Whatever. Keep it stealth.
Hardie finished his charge up the hill and came around to the front of the house. Nobody in sight. He crouch-walked to the front door and saw the device the crafty fuckers had stuck to the door frame.
Hardie was no mechanic, but even he could see how it worked. Your victim opens the door, a little leg thingy falls, and then a nozzle sprays the knockout shit. Well, the leg thingy was down; payload spent. Hardie grabbed the box by the edges and pulled. It came loose easily. He tossed it in the bushes. Maybe it would come in handy later—at their trial. Exhibit A, Your Honor. The little box of death that almost murdered me!
Hardie put his hand on the doorknob and took a mind-clearing breath. This was it. Remember: stealth.
He twisted the knob and pushed open the door and—
BEEP BEEP BEEP BEEP BEEP BEEP BEEP BEEP BEEP BEEP BEEP
A.D. looked at O’Neal.
O’Neal signaled.
Check it out.
A.D. hit the stairs.
Fuck fuck fuck fuck fuck, Hardie thought, looking for a place to hide, some kind of weapon… anything.

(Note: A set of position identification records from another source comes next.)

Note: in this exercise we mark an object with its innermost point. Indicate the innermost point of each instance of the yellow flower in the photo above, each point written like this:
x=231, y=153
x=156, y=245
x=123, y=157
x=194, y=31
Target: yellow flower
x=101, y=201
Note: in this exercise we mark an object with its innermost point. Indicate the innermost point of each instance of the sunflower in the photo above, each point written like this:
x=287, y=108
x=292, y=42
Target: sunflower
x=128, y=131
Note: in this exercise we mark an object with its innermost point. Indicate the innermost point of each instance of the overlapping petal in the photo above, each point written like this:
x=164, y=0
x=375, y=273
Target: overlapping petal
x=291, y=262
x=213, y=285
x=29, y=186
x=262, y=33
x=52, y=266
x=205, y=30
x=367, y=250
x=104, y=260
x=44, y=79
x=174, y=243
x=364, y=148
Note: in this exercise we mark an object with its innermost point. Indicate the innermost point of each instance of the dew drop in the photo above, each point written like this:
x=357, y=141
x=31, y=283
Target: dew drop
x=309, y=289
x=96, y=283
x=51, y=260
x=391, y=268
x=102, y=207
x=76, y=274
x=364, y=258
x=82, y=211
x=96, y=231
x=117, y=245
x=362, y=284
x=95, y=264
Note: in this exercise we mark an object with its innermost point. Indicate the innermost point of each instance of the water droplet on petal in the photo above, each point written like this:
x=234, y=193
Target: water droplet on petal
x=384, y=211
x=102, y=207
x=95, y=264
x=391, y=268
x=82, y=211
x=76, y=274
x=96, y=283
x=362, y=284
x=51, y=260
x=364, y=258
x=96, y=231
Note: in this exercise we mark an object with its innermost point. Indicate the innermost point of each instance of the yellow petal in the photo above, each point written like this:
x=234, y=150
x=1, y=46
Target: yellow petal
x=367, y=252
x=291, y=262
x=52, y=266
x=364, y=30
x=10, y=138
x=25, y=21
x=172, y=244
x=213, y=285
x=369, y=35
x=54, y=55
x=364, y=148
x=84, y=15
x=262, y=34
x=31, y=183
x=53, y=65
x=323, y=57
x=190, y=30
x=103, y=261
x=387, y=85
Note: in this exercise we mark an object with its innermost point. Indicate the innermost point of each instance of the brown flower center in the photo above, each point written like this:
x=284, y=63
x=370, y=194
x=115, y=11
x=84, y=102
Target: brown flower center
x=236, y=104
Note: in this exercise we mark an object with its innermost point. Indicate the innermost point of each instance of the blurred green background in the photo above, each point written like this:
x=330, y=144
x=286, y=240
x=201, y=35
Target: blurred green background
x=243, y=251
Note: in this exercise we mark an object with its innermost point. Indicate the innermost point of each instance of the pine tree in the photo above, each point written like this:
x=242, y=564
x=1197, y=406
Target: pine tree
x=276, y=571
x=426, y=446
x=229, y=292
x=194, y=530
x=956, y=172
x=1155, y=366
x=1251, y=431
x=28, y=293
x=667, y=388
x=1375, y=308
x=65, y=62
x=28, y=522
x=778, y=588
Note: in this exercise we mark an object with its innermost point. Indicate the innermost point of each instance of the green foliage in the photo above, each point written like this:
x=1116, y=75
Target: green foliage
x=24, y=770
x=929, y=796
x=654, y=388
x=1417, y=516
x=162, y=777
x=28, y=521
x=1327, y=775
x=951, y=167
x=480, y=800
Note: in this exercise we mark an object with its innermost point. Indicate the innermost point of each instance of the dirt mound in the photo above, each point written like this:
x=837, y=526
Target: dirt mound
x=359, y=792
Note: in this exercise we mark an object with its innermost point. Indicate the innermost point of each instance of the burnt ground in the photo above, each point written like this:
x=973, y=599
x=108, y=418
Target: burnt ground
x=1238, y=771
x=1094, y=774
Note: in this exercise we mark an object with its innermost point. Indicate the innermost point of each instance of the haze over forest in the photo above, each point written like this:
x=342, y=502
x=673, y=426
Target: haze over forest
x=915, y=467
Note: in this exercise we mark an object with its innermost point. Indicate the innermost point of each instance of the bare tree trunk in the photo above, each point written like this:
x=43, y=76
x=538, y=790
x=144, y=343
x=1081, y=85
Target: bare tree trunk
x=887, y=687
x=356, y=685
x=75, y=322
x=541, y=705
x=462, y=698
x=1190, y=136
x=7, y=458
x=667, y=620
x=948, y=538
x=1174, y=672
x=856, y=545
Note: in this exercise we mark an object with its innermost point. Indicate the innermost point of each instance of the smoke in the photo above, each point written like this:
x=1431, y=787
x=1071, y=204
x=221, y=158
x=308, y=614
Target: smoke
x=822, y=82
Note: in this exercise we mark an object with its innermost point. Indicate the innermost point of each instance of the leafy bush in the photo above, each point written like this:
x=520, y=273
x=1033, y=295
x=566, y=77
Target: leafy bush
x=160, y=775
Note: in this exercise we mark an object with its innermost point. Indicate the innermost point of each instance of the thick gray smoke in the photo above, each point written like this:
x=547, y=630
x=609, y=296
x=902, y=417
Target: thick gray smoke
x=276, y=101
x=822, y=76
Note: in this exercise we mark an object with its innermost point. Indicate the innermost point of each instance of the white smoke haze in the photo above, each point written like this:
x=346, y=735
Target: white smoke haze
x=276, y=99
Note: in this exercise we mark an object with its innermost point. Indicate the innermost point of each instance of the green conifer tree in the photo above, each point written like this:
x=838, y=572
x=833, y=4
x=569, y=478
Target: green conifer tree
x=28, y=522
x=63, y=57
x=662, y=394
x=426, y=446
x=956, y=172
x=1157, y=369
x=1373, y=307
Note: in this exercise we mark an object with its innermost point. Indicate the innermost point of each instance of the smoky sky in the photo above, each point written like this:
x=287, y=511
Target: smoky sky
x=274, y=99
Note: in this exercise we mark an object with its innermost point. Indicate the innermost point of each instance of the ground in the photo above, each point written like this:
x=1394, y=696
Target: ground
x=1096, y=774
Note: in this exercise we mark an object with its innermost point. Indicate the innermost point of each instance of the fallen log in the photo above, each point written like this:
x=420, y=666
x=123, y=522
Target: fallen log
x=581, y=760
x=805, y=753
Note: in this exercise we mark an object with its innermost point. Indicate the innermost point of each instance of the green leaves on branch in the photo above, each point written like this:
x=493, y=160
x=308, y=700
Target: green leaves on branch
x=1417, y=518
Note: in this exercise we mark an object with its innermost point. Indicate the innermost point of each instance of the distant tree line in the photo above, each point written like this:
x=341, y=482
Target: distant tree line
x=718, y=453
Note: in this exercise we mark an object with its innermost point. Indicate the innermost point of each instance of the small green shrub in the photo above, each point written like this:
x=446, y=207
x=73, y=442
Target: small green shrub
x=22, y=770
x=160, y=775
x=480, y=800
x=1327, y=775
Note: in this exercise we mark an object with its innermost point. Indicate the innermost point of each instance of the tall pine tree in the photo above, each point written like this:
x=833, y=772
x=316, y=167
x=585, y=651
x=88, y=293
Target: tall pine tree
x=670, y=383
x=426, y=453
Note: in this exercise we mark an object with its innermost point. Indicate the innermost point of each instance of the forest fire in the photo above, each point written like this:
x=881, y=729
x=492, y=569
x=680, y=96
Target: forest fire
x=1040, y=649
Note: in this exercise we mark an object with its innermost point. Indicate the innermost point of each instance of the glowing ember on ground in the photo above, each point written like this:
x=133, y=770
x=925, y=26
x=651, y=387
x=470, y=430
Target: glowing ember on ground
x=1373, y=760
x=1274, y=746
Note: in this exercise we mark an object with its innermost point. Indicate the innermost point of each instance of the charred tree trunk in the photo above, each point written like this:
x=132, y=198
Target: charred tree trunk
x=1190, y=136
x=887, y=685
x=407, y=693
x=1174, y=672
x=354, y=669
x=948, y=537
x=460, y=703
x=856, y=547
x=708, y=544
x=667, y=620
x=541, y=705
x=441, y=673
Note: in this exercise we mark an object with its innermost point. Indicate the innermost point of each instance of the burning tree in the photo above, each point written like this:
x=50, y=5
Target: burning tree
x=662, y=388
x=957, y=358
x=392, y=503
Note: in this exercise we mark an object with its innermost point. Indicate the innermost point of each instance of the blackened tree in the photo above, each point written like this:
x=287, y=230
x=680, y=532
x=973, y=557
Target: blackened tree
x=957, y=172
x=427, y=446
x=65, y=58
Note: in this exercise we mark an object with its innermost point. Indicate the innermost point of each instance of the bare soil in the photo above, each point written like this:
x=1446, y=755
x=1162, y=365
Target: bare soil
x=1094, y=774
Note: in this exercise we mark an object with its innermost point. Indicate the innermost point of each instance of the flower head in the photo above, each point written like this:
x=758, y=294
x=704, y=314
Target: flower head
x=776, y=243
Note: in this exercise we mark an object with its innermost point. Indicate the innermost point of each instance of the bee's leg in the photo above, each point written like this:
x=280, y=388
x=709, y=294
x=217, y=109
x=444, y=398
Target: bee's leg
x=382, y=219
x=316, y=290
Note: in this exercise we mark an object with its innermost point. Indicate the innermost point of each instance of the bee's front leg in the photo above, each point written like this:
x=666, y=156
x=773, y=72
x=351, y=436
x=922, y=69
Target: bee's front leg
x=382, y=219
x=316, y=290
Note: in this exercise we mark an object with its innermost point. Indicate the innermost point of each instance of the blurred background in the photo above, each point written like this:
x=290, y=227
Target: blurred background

Up on the first floor in record time, silent the whole way. The actress might be up here, waiting to ambush them. Then A.D. saw the front door, still cracked open. The empty body bag on the floor.
Goddamnit. The house sitter.
Charlie Hardie.
If Hardie had run for the literal hills, that meant someone (probably A.D.) would have to waste even more time chasing him down. A.D.’s first impulse was to go through the front door and see if he was still within view—after all, the alarm had only been triggered a few seconds ago. Then he wised up. The road ran down behind the house. He could just go to the back deck and see if Hardie was headed down toward Belden. If so, then he could back out and run down his stupid ass with the van.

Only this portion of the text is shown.